The easiest way to tell the difference: urine has a distinct smell and typically leaks in response to a specific physical trigger. You may not feel any urge to pee beforehand. Vaginal discharge, by contrast, is ongoing and not tied to sudden movements. If you’re unsure, paying attention to the timing and odor of the fluid usually clarifies which it is.
Leaking During Pregnancy
Pregnancy increases vaginal discharge significantly, which is normal. But if you’re pregnant and notice fluid that feels like a gush of warm liquid or a slow, continuous trickle, it could be amniotic fluid leaking. Amniotic fluid is typically clear and odorless, though it may have traces of blood or mucus. Unlike normal discharge, it won’t stop flowing once it starts.

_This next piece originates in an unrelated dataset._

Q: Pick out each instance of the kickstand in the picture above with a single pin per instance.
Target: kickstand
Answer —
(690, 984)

This matters most before 37 weeks, when premature rupture of membranes can put the pregnancy at risk. If the fluid is brown, green, or foul-smelling, that’s an urgent situation. Any suspected amniotic fluid leak warrants a call to your provider right away.
Changes After Menopause
After menopause, declining estrogen causes the vaginal lining to become thinner, drier, less elastic, and more fragile. Ironically, this can produce its own type of discharge: a thin, watery, sticky fluid that may be yellow or gray. This is part of a condition called genitourinary syndrome of menopause, and it often comes alongside dryness, irritation, and pain during sex due to reduced lubrication. If you’re postmenopausal and noticing new or unusual discharge, it’s worth bringing up at your next appointment, since thinner vaginal tissue is also more vulnerable to infection.